Here is another example of scene setting from the novel, Aksinya. I'm giving you examples from the book so you can see different ways of introducing and writing a scene. In each snippet, you get the scene setting, the tension and release, and the input and output. This isn't true of every example, but the pieces should be there, and I've been trying to identify for you when all the pieces aren't evident. You can use these ideas to guide your own writing. Make sure you set the scene properly, then make everything come to life through the narration and conversation.

This is an example of how to use conversation to write about something very intimate.  I gave this as an exercise in one of my previous blogs.  There is important purpose in this scene--it completes the novel.  It definitely achieves Aksinya's goals and the purpose of the novel.  Like the Book of Tobit, it completes the end of the demon.

He kissed her.

“Touch me here and here.  And kiss me there,” she moaned.  After a while she reached for him, “Can you tell.  I am ready for you.”  She lay back and her arms slipped around him.   He reached around her shoulders.

Dobrushin whispered, “I am as new to this as you.  I can’t find the right place, help me.”

Aksinya laughed, and moved her hands downward.  He pressed forward, and with a mutual gasp, they came together.  Aksinya wrapped her body around his and cried out with amazement.  She trembled over and over and then relaxed.  His body shuddered once then again and again.  Finally he lay still.  Aksinya held on to him and wouldn’t let him move.  She kissed him and kissed him again.  Finally, she let him roll to the side, but she still clasped him possessively.

When she caught her breath, she brushed the hair away from his forehead, “You gave up your position as priest for me.”

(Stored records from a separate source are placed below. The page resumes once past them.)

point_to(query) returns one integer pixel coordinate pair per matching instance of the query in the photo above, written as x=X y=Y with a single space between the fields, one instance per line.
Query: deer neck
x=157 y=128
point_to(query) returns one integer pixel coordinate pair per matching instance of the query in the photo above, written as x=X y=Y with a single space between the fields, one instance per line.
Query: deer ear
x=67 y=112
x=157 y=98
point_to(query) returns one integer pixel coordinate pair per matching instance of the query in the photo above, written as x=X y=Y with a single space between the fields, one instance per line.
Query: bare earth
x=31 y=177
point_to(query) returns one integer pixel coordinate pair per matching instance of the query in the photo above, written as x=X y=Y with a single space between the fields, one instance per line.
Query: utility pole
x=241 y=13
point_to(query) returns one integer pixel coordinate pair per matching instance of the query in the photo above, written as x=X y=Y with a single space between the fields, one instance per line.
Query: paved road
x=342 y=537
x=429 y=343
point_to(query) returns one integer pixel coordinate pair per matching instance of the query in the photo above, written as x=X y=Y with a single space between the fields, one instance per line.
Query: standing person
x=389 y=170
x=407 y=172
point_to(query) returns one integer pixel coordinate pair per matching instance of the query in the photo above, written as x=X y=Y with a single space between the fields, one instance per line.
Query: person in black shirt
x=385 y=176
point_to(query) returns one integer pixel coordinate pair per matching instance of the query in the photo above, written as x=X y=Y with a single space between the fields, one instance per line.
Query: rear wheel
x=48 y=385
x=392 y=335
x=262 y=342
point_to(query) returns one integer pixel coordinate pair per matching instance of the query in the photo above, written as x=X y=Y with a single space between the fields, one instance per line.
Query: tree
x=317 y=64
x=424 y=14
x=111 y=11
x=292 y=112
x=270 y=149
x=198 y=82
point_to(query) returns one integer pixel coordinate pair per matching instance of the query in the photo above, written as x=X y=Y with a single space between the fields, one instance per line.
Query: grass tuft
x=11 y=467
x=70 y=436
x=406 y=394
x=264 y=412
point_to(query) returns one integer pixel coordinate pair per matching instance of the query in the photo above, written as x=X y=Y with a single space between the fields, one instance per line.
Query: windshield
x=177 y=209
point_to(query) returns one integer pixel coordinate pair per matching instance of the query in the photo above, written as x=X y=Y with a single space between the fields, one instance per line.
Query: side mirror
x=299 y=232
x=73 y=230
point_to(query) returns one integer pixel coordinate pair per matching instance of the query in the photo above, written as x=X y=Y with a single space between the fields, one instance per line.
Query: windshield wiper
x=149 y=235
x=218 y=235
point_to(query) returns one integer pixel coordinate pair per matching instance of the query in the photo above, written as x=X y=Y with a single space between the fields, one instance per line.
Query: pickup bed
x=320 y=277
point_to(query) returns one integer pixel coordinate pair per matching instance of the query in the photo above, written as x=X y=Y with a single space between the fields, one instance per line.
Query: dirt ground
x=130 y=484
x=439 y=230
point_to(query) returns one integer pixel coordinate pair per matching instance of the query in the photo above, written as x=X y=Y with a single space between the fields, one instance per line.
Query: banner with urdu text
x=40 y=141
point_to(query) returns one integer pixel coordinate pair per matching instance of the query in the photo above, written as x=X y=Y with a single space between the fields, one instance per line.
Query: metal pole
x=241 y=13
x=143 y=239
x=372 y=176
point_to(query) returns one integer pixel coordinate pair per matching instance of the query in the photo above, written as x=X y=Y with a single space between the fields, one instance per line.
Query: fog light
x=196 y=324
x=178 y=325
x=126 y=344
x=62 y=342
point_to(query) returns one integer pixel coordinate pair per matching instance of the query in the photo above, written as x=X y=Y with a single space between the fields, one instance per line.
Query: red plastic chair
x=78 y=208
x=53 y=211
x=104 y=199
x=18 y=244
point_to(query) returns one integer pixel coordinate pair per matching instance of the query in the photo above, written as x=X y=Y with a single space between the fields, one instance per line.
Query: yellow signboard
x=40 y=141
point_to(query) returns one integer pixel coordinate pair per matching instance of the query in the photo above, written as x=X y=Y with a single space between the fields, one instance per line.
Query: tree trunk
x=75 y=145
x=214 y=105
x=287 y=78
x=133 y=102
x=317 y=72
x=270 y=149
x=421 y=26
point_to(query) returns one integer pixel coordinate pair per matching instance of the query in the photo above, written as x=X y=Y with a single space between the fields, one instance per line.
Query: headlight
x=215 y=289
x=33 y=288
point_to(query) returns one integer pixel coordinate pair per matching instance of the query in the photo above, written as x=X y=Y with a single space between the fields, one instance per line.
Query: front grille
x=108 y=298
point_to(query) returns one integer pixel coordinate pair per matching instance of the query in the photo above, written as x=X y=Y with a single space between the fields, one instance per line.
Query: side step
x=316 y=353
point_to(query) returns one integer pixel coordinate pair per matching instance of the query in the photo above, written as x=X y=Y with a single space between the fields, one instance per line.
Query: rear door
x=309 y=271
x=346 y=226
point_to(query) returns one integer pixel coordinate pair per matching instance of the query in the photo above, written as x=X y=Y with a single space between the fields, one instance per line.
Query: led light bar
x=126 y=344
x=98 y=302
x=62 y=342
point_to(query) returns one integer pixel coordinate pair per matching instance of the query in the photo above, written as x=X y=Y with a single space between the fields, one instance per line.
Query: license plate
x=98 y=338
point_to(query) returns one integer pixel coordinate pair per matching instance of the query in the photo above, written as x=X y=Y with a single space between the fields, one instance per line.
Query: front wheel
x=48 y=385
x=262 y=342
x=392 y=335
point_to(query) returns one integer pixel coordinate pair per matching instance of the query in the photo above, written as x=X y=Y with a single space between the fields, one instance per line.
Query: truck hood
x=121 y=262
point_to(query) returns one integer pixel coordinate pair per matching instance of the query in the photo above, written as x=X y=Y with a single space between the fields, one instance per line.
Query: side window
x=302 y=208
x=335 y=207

“At this moment that is what you are thinking…?” He smiled at her, “But the answer is yes.”

“You would have given your life for me.”

“But in the end, you saved me.  I don’t think Raphael would have been able to cancel any harm the demon would have done to my body.”

She stroked his face, “Did the demon injure you?”

His voice cracked, “No, but the demon almost stole my beloved, my wife.”

She smiled and kissed him, “Truly your wife now.”  She nestled in his arms, “What will we do in the future?  Where will we go and what will we do?”

“We will leave Wien.  I have been working in immigration law.  The Americas are a place where many of our Russian compatriots are escaping…”

She snuggled closer to him, “We will go to America?”

“To Boston in the United States.  I already made connections.  They are looking for lawyers who can speak Russian.”

Aksinya pouted, “They speak a kind of English there.  How will we communicate?”

“We shall learn English.”

“Yes, I guess.  You’ve thought this through for a long time.”

“I realized early that Father Makar would oppose any help I gave you, and I knew that you would require much help.”

Her pout deepened, “Am I such a problem?”

“Yes, Aksinya, you are a very great problem.  Plus, I don’t think there is a diminutive for Aksinya.”  He rolled to face her, “What will I call you, wife?”

Aksinya wasn’t certain she should frown or smile.  She harrumphed and plucked at her lip, “My father called me Aksyusha, but I would like you to call me, Aksenyushka or perhaps Princess.”

“Very well, I shall call you Princess Akenyushka.  May I kiss you?”
“Yes, you may kiss me all you wish.”  Their lips touched. 

This scene fits the novel in its intimacy and maturity.  Aksinya is a mature novel about many mature things.  Assuming the novel is accepted for contract, my editor may ask me to change some of this scene to make it less intimate.  I'll make the changes because I trust their sense about the market and publication.  They may not ask for changes.  They allowed some very intimate descriptions in Aegypt and in some of my other novels.  Adult novels should have a degree of strength of intimacy especially intimacy that is morally based--like this novel.  I'll go further, many moral and ethical themes and plots are of an adult nature and require intimate scenes such as this one. 

The following is a question asked by one of my readers. I'm going to address this over time: I am awaiting for you to write a detailed installment on identifying, and targeting your audience, or, multi-layered story, for various CS Lewis did. JustTake care, and keep up the writing; I am enjoying it, and learning a lot.